R2, standard errors (SE) and relationships between DFE and experimental binding free energies ∆Ge for 8 protein targets with different sets of ligands, as well as the simulation conditions.
| Target | Number of ligands | CVa | Nb | tc (ns) | R2 | SE (kcal/mol) | Relationship |
|---|---|---|---|---|---|---|---|
| CDK2 | 16 | F80 | 40 | 20 | 0.67 | 0.72 | ∆Ge = 0.858DFE + 7.26 |
| TYK2 | 16 | M978 | 50 | 10 | 0.66 | 0.79 | ∆Ge = 0.602DFE − 0.85 |
| P38α | 34 | L75 | 40 | 20 | 0.6 | 0.65 | ∆Ge = 0.39DFE − 3.33 |
| JNK1 | 21 | L110 | 27 | 10 | 0.51 | 0.62 | ∆Ge = 0.559DFE − 2.86 |
| MCL1 | 42 | L290 | 30 | 10 | 0.48 | 0.78 | ∆Ge = 0.642DFE − 1.96 |
| PTP1B | 23 | R221 | 40 | 15 | 0.35 | 1.09 | ∆Ge = 0.628DFE + 4.19 |
| BACE | 36 | W176 | 40 | 20 | 0.32 | 0.65 | ∆Ge = 0.268DFE − 4.18 |
| Thrombind | 11 | S214 | 50 | 10 | 0.01 (0.62) | 0.57 (0.36) | (∆Ge = 0.793DFE + 0.37) |
| Averaged | 0.45 (0.53) | 0.73 (0.71) |
aA CV was defined by the distance between the centroid of the backbone heavy atoms of a residue of the corresponding protein and the centroid of the heavy atoms of the corresponding whole ligand, except that, for TYK2 and Thrombin, the Cβ was also included in the definition of the corresponding centroid; and for CDK2, P38α and BACE, the heavy atoms of a whole residue were used.
bThe number of runs performed for each ligand.
cChemical time of a run.
dThe numbers in the parentheses correspond to the results after exclusion of two outlier points in the Thrombin data set.

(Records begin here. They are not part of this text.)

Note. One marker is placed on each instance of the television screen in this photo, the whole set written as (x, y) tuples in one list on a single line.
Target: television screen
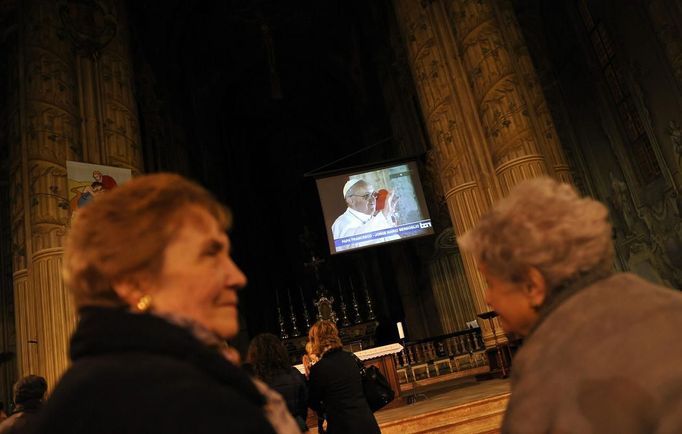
[(372, 207)]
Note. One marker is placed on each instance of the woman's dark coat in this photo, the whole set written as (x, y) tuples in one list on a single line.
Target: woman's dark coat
[(138, 373), (335, 388)]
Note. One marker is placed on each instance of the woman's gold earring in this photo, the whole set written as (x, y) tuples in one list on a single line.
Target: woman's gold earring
[(144, 302)]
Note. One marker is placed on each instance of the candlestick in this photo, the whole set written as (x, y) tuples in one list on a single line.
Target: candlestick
[(401, 333)]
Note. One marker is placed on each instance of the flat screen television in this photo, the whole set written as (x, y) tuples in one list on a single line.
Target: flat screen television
[(374, 206)]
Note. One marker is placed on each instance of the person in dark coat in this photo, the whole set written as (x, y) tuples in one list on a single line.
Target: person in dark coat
[(599, 354), (149, 266), (268, 360), (29, 394), (335, 385)]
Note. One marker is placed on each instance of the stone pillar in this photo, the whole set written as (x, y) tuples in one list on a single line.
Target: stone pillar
[(486, 116), (452, 125), (58, 113), (507, 92)]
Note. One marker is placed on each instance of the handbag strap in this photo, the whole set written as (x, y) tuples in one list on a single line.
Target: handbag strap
[(361, 365)]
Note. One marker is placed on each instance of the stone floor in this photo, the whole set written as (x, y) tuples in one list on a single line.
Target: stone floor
[(463, 406)]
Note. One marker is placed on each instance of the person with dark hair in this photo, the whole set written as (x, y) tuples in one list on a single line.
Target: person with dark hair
[(29, 394), (149, 267), (268, 360), (335, 385)]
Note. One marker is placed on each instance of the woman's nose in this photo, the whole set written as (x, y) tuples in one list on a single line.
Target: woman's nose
[(235, 278)]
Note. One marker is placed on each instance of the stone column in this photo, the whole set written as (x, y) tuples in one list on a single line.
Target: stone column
[(486, 116), (452, 125), (507, 92), (55, 110)]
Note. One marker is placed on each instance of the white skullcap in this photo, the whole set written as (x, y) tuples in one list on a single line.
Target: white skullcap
[(347, 186)]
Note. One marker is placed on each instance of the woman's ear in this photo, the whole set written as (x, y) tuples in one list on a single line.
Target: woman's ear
[(127, 290), (133, 288), (537, 287)]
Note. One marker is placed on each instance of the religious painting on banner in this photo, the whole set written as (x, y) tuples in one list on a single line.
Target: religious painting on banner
[(87, 181)]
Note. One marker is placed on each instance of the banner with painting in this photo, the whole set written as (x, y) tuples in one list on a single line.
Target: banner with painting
[(87, 181)]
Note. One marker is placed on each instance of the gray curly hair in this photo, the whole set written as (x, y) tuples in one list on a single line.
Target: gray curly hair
[(543, 224)]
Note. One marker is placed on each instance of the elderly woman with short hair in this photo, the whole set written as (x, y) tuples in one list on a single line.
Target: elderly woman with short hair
[(150, 270), (602, 352)]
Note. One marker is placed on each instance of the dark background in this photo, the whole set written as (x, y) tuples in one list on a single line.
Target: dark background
[(255, 95)]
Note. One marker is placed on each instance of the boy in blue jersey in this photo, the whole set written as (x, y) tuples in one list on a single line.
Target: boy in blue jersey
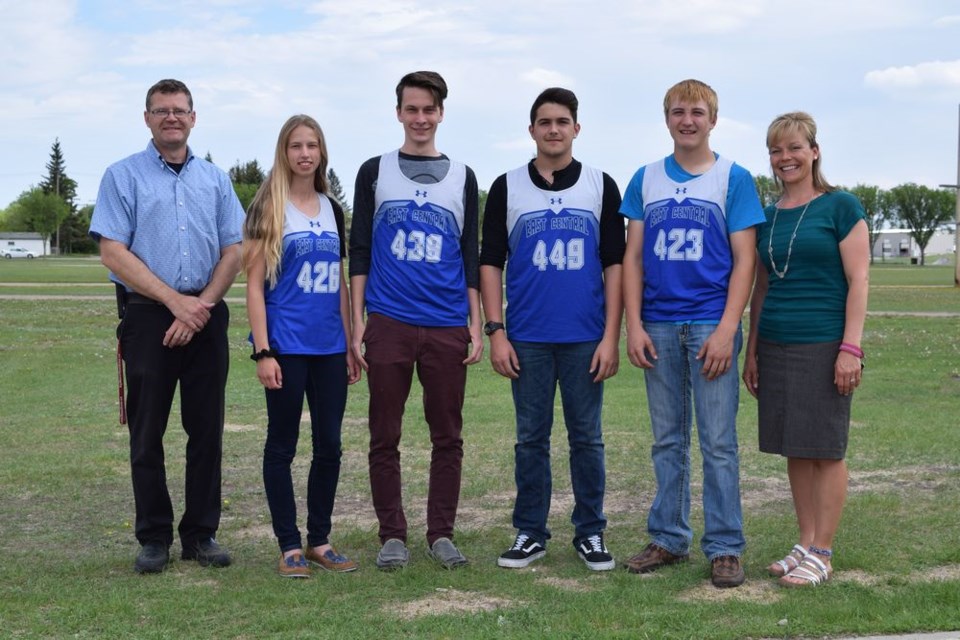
[(558, 222), (413, 266), (687, 274)]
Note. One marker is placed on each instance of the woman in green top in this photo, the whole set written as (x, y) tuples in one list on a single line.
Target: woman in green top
[(803, 359)]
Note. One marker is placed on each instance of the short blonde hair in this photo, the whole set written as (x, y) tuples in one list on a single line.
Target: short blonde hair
[(799, 122), (691, 91)]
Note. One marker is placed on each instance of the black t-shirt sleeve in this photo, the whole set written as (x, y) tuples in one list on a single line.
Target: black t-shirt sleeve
[(341, 225), (361, 229), (494, 249), (469, 240), (613, 241)]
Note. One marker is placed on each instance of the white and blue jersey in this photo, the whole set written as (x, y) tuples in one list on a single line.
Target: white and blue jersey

Figure 3Examination of each run against one-way trip description. (a) D versus Time plot of a one-way trip run in which the sampling initially stays around r0 (lower-level dotted red line), and then goes up passing through rb (higher-level dotted red line) without returning back to the level around r0. (b) D versus Time plot of a multi-trip run in which the sampling goes up passing through rb and then returns back to the original level around r0. (c) D versus Time plot of a run where D goes toward opposite direction of dissociation signaling invasions, conformational changes or other movements unrelated to the dissociation. (d) Average FES (orange curve) and the primitive FES (blue curve) corresponding to the run in panel (c). The primitive FES of this run invades the “inner” region, left to the left wall of the primary minimum of the average FES. (e) D versus Time plot of a run that stays in the bound state because the simulation time is not long enough. (f) D versus Time plot after the run in panel e is extended to longer simulation time, showing a one-way trip behavior.